While the Southbank Centre marked its 75th anniversary with a Danny Boyle spectacular that overlooked classical music in favor of grime, techno, and drum'n'bass, the Barbican quietly got on with the business of imagining a concert hall for the 21st century. Darkness Visible – a collaboration between violist Lawrence Power and film director Jessie Rodger, who together form creative studio Âme, along with a host of starry musical friends – isn't a flawless show. But as an experiment in thinking through sound, in testing digital limits and amplifying the live concert experience, it has a lot going for it: the start of a longer conversation about how we experience music in a multimedia, post-internet age.
A Journey Through the City After Dark
The title comes from Milton's Paradise Lost: infernal flames that generate, “No light, but rather darkness visible.” It’s a vision of the horror that comes after the forbidden fruit, of knowing things that cannot be unknown. We cannot unknow screens and hyperlinks, so why not use them, Âme asks, to our advantage? And so Power and his collaborators invite the audience on “a journey through the city after dark.” A scrim covers the stage, now opaque, now translucent – playing games with sight and blindness. Behind it sit Collegium Orchestra and conductor Simon Crawford-Phillips; onto it are projected Rodger’s images of London – when we’re allowed to see them. Blindness may be thematically interesting, but over 90 minutes it proves less so visually.

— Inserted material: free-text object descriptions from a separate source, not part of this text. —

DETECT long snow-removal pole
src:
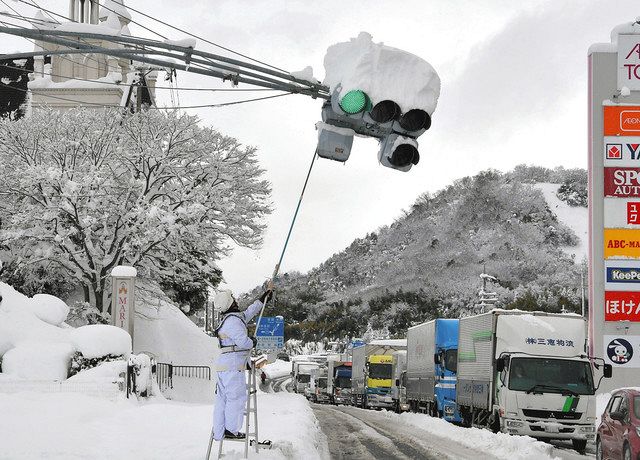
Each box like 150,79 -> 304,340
253,149 -> 318,339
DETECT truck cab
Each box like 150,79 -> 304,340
496,353 -> 598,452
434,321 -> 462,423
332,365 -> 352,405
365,354 -> 394,409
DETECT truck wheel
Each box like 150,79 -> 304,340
571,439 -> 587,454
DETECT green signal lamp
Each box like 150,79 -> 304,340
339,89 -> 370,114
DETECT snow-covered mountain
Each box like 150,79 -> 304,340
248,166 -> 587,341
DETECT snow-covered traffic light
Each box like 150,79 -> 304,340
319,32 -> 440,172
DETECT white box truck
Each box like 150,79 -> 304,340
391,350 -> 409,413
456,310 -> 611,453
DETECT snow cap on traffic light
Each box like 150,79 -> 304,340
323,32 -> 441,117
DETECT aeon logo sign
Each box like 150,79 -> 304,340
621,111 -> 640,132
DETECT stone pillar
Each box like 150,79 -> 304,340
111,265 -> 137,346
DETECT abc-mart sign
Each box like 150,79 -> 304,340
618,35 -> 640,91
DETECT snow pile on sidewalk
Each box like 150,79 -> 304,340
2,342 -> 75,380
388,411 -> 558,460
261,359 -> 291,380
0,282 -> 130,381
535,183 -> 587,261
0,390 -> 327,459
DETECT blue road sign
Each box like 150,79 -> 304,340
256,316 -> 284,350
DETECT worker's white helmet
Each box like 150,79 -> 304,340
214,289 -> 235,313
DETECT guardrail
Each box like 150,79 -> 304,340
156,363 -> 211,392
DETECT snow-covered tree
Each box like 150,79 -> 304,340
0,108 -> 271,314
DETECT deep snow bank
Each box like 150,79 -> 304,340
386,411 -> 559,460
134,282 -> 218,366
0,391 -> 327,459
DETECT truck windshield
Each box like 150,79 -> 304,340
318,378 -> 327,389
335,376 -> 351,388
298,374 -> 310,384
508,357 -> 594,395
444,349 -> 457,373
368,363 -> 392,380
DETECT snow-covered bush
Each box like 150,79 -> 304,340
2,341 -> 75,380
70,325 -> 131,359
68,352 -> 125,378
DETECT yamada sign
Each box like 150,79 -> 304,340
618,34 -> 640,91
604,106 -> 640,136
604,137 -> 640,167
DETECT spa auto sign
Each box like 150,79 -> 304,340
618,34 -> 640,91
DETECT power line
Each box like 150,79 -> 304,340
0,60 -> 279,93
0,79 -> 293,110
115,2 -> 288,73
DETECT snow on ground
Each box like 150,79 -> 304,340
381,411 -> 559,460
262,359 -> 292,380
0,391 -> 327,460
535,183 -> 587,262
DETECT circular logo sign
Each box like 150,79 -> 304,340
607,338 -> 634,365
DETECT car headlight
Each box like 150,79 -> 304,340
507,412 -> 518,417
580,426 -> 595,433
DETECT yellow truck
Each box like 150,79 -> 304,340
351,340 -> 407,409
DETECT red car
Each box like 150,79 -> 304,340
597,388 -> 640,460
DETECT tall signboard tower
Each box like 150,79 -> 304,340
589,20 -> 640,391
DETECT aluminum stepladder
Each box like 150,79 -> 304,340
206,361 -> 262,459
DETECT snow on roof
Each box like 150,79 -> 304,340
53,22 -> 122,36
323,32 -> 441,114
589,19 -> 640,55
369,339 -> 407,347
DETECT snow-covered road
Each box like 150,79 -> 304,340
312,404 -> 499,460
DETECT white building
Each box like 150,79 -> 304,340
29,0 -> 156,110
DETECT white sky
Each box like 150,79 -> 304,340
1,1 -> 637,293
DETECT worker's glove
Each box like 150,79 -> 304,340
259,289 -> 273,304
251,336 -> 258,348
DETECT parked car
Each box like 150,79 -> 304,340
597,388 -> 640,460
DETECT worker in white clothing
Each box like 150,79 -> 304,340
212,282 -> 274,440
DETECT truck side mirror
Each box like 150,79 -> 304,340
433,353 -> 439,365
496,358 -> 505,373
604,364 -> 612,378
395,379 -> 400,387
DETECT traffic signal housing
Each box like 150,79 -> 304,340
317,86 -> 433,171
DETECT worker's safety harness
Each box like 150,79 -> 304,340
215,312 -> 252,354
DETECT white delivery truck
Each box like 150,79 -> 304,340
391,350 -> 409,413
456,310 -> 611,453
292,361 -> 319,394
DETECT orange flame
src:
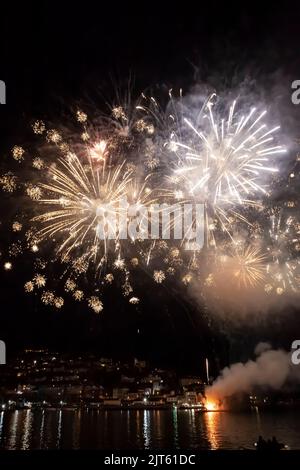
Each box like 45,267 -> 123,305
205,400 -> 218,411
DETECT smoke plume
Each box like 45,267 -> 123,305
206,342 -> 300,400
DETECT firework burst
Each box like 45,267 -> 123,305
1,105 -> 163,311
32,153 -> 133,268
168,94 -> 286,245
265,210 -> 300,294
219,246 -> 266,288
1,88 -> 297,315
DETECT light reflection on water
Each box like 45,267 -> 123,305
204,409 -> 220,450
0,411 -> 4,445
8,410 -> 19,450
40,410 -> 45,449
21,409 -> 33,450
172,408 -> 179,448
0,409 -> 299,450
143,410 -> 150,449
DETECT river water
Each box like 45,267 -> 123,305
0,408 -> 299,450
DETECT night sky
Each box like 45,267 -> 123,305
0,1 -> 300,371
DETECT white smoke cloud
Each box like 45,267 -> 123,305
206,343 -> 300,400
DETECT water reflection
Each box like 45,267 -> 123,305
21,410 -> 33,449
135,410 -> 141,447
72,410 -> 81,449
172,408 -> 178,448
8,410 -> 19,449
188,409 -> 196,445
153,410 -> 162,444
203,412 -> 220,450
56,410 -> 62,449
0,411 -> 4,444
0,409 -> 299,450
126,410 -> 130,441
40,410 -> 45,449
143,410 -> 150,448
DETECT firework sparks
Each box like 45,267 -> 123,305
265,211 -> 300,294
41,290 -> 55,305
26,184 -> 42,200
112,106 -> 127,121
122,281 -> 133,296
217,245 -> 266,288
30,151 -> 135,275
169,96 -> 286,245
4,262 -> 12,271
108,93 -> 153,138
12,221 -> 22,232
114,258 -> 126,270
153,270 -> 166,283
73,290 -> 84,301
9,242 -> 22,257
34,274 -> 46,288
81,131 -> 90,141
105,273 -> 114,284
266,260 -> 299,294
0,173 -> 17,192
89,140 -> 108,162
88,296 -> 103,313
182,273 -> 193,285
46,129 -> 62,144
24,281 -> 34,293
32,120 -> 45,135
54,296 -> 64,308
12,146 -> 25,162
76,110 -> 87,123
7,112 -> 158,309
171,98 -> 285,203
32,157 -> 44,170
1,90 -> 297,313
65,278 -> 76,292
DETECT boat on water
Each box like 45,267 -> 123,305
253,436 -> 289,450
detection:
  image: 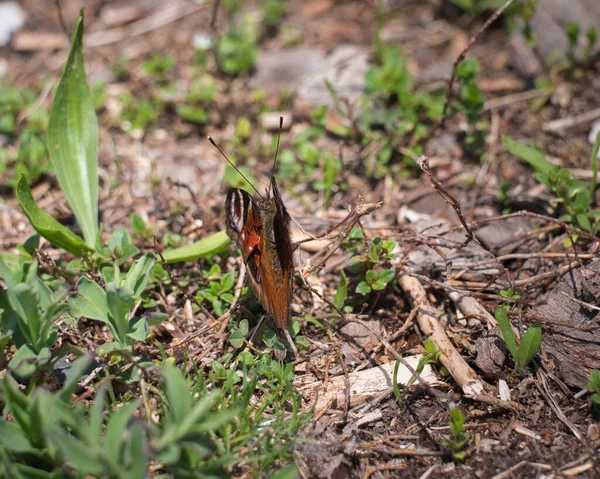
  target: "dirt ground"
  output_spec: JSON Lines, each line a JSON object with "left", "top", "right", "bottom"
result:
{"left": 1, "top": 0, "right": 600, "bottom": 478}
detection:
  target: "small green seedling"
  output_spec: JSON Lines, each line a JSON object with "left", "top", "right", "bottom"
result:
{"left": 142, "top": 53, "right": 175, "bottom": 83}
{"left": 69, "top": 253, "right": 166, "bottom": 354}
{"left": 352, "top": 238, "right": 397, "bottom": 296}
{"left": 504, "top": 134, "right": 600, "bottom": 234}
{"left": 565, "top": 21, "right": 598, "bottom": 72}
{"left": 443, "top": 406, "right": 470, "bottom": 460}
{"left": 196, "top": 264, "right": 235, "bottom": 316}
{"left": 0, "top": 258, "right": 65, "bottom": 378}
{"left": 216, "top": 16, "right": 258, "bottom": 76}
{"left": 495, "top": 306, "right": 542, "bottom": 371}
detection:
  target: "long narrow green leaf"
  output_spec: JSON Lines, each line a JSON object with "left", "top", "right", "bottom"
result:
{"left": 503, "top": 136, "right": 554, "bottom": 175}
{"left": 494, "top": 306, "right": 518, "bottom": 360}
{"left": 16, "top": 176, "right": 92, "bottom": 257}
{"left": 105, "top": 401, "right": 139, "bottom": 465}
{"left": 516, "top": 321, "right": 542, "bottom": 369}
{"left": 161, "top": 231, "right": 232, "bottom": 263}
{"left": 47, "top": 10, "right": 98, "bottom": 247}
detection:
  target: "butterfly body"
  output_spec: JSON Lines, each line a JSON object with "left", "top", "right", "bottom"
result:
{"left": 225, "top": 177, "right": 293, "bottom": 329}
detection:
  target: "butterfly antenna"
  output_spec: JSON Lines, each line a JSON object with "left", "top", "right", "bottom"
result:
{"left": 208, "top": 136, "right": 263, "bottom": 199}
{"left": 269, "top": 115, "right": 284, "bottom": 195}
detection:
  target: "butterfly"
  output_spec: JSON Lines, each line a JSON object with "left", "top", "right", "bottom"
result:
{"left": 208, "top": 117, "right": 294, "bottom": 330}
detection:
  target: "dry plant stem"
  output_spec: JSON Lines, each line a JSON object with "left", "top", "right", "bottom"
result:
{"left": 535, "top": 369, "right": 582, "bottom": 441}
{"left": 418, "top": 156, "right": 473, "bottom": 247}
{"left": 437, "top": 0, "right": 515, "bottom": 130}
{"left": 542, "top": 106, "right": 600, "bottom": 133}
{"left": 337, "top": 347, "right": 351, "bottom": 421}
{"left": 483, "top": 88, "right": 551, "bottom": 111}
{"left": 16, "top": 81, "right": 53, "bottom": 129}
{"left": 468, "top": 109, "right": 500, "bottom": 220}
{"left": 491, "top": 461, "right": 552, "bottom": 479}
{"left": 210, "top": 0, "right": 221, "bottom": 30}
{"left": 36, "top": 250, "right": 75, "bottom": 286}
{"left": 398, "top": 274, "right": 486, "bottom": 397}
{"left": 301, "top": 198, "right": 382, "bottom": 276}
{"left": 86, "top": 3, "right": 208, "bottom": 48}
{"left": 468, "top": 210, "right": 600, "bottom": 244}
{"left": 54, "top": 0, "right": 70, "bottom": 39}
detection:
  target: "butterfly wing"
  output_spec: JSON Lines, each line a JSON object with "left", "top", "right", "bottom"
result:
{"left": 225, "top": 184, "right": 294, "bottom": 330}
{"left": 263, "top": 177, "right": 294, "bottom": 328}
{"left": 225, "top": 188, "right": 261, "bottom": 270}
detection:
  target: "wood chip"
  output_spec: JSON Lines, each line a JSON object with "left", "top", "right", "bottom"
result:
{"left": 11, "top": 31, "right": 68, "bottom": 51}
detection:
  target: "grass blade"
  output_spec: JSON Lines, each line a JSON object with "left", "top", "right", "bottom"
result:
{"left": 47, "top": 10, "right": 98, "bottom": 247}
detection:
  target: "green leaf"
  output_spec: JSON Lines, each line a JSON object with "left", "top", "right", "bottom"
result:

Blending Live and Filmed Performance
The effects are mirrored in sound. We follow Power with a handheld camera, Ivo van Hove-style, as he leaves the stage after Anders Hillborg’s spiderweb-delicate arrangement of Bach’s chorale Ich ruf zu dir, Herr Jesu Christ and wanders out into the City of London. We meet digital Power with vocalist Maddie Ashman for a skeletal performance of John Dowland’s In Darkness Let Me Dwell in St Bart’s Great Hall; Power encounters violinist Vilde Frang in the Guildhall art gallery, before they drift back onto stage in time for Mozart’s Sinfonia Concertante.
Gently Magical Moments
It doesn’t all work, but when it does it’s gently magical. Best of all is the closer – Cassandra Miller’s Simone Weil-inspired viola concerto I Cannot Love Without Trembling. An extended lament, it plays with the in-between spaces: between notes, soloist and ensemble, people. Power bends time and pitch, sometimes in dialogue with the cloudy, slow-phase blocks of orchestral sound, at others in a strange duet for one – his answering voice reduced to a single repeatedly plucked pitch. It’s mesmerising, and not a digital effect in sight.